Foi o negócio de fundição e recursos, e não a franquia de semicondutores, que gerou a maior parte do lucro do trimestre. A receita do segmento saltou 65,1% para ¥123.739 milhões, ante ¥74.967 milhões, e o lucro operacional do segmento quase quadruplicou, com alta de 288,4% para ¥56.786 milhões, ante ¥14.622 milhões — dois terços do total de ¥84.262 milhões dos segmentos reportáveis. A unidade coleta e vende matéria-prima reciclada, realiza fundição por encomenda de cobre eletrolítico e produz e comercializa metais preciosos. A produção reduzida nas minas do negócio de recursos pesou, mas os preços mais altos do cobre e de outros metais e, decisivamente, o ganho na alienação parcial de ações da SCM Minera Lumina Copper Chile concluída em abril de 2026 mais do que compensaram. As duas linhas de receita que sustentaram o aumento ficam acima da linha do lucro operacional em IFRS e, portanto, fluem diretamente para os ¥81,4 bilhões do resultado principal: o resultado de equivalência patrimonial subiu ¥19.211 milhões e as outras receitas, ¥19.333 milhões, respondendo juntos por quase três quartos do aumento de ¥51.888 milhões no lucro operacional do grupo. O valor contábil dos investimentos avaliados por equivalência patrimonial encerrou o trimestre em ¥375.446 milhões, ante ¥372.153 milhões em 31 de março. Retirado o item não recorrente, o avanço subjacente é consideravelmente mais modesto — o que também explica por que a projeção anual elevada não é a simples anualização do primeiro trimestre.

Uma oferta pública de recompra de ¥194,9 bilhões, e não uma perda, explica a queda do patrimônio

O patrimônio líquido total caiu para ¥725.433 milhões, ante ¥838.258 milhões, mesmo com o ativo total crescendo para ¥1.670.135 milhões, ante ¥1.505.337 milhões, e o comunicado identifica a causa com precisão.

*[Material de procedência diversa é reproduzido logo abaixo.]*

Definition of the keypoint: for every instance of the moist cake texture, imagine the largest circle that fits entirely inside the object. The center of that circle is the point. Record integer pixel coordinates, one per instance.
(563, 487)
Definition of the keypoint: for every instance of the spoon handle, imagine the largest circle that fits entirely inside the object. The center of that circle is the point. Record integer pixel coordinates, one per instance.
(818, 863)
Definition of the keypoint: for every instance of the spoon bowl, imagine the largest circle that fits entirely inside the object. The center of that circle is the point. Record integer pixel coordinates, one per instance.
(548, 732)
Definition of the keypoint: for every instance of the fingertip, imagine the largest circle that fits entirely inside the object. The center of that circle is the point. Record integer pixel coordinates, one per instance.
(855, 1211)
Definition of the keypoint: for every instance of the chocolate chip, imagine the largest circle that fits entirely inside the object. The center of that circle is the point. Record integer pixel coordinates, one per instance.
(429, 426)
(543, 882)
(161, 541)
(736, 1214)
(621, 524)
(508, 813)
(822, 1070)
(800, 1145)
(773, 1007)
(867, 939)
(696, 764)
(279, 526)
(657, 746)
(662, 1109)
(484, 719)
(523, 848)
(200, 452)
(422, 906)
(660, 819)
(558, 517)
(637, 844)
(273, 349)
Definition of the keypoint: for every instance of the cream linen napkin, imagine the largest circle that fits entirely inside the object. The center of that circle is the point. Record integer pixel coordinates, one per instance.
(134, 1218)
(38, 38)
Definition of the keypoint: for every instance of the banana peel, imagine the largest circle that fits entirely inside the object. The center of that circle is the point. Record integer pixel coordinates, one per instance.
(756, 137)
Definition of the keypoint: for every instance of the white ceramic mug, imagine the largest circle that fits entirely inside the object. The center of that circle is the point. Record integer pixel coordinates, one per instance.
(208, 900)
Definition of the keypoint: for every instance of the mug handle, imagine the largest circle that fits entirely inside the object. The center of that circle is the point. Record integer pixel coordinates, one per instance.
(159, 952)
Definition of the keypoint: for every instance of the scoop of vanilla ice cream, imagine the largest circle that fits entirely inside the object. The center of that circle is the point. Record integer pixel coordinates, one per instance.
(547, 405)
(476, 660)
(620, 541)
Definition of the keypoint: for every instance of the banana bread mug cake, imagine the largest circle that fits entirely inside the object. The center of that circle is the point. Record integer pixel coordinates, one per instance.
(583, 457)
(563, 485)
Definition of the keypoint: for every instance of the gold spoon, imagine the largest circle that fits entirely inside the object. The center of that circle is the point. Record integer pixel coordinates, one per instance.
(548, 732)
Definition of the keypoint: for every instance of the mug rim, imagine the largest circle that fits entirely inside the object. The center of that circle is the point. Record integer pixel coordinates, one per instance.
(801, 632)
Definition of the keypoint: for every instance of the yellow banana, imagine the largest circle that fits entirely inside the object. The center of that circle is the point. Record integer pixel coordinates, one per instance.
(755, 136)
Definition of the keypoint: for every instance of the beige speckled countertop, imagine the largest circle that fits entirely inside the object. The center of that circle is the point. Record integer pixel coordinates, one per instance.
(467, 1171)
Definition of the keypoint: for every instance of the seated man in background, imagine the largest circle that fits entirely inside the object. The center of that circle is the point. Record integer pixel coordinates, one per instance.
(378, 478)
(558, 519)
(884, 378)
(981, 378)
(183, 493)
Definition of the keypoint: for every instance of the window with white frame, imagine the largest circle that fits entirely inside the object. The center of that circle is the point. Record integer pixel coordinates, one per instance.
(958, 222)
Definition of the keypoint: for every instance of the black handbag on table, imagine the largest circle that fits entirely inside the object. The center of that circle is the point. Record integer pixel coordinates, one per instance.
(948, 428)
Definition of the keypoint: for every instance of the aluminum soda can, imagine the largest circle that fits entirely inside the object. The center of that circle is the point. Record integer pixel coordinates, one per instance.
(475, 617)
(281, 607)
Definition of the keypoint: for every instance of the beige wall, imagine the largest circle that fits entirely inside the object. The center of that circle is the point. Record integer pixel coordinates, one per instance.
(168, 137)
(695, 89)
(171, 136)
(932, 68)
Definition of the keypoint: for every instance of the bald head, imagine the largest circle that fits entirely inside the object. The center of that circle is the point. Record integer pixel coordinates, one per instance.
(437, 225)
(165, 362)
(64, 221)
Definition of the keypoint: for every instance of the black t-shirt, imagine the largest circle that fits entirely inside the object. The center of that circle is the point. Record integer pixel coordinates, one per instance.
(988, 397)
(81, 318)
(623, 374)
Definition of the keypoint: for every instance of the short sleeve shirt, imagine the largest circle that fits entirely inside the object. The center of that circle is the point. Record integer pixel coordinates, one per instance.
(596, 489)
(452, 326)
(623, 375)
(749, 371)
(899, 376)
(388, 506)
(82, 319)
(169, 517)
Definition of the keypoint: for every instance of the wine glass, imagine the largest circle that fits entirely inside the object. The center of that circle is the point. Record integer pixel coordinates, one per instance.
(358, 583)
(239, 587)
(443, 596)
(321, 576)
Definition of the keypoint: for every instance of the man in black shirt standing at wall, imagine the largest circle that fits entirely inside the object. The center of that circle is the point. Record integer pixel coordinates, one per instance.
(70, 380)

A JX Advanced Metals lançou uma oferta pública para recomprar as próprias ações que não havia sido liquidada até 30 de junho, de modo que a obrigação de compra foi reconhecida como passivo de ¥194.877 milhões dentro de "outros passivos financeiros", com a contrapartida lançada em "outros componentes do patrimônio líquido". Esse único item virou os outros componentes do patrimônio de +¥88.800 milhões para −¥89.787 milhões e domina os ¥189.181 milhões de transações com acionistas registradas no trimestre; o restante corresponde a ¥23.212 milhões de dividendos pagos, a um componente de patrimônio de +¥35.376 milhões pela emissão de debêntures conversíveis com direitos de subscrição de ações, a ¥7.487 milhões de dividendos a participações não controladoras e a uma transferência de ¥30.504 milhões das participações não controladoras para a reserva de capital em operações de capital com acionistas não controladores. A oferta pública foi liquidada em 9 de julho de 2026, com a aquisição de 57.300.112 ações ordinárias por ¥194.877 milhões — cerca de 6% das ações em circulação —, o que a torna tanto o maior evento do balanço trimestral quanto um evento subsequente para as demonstrações.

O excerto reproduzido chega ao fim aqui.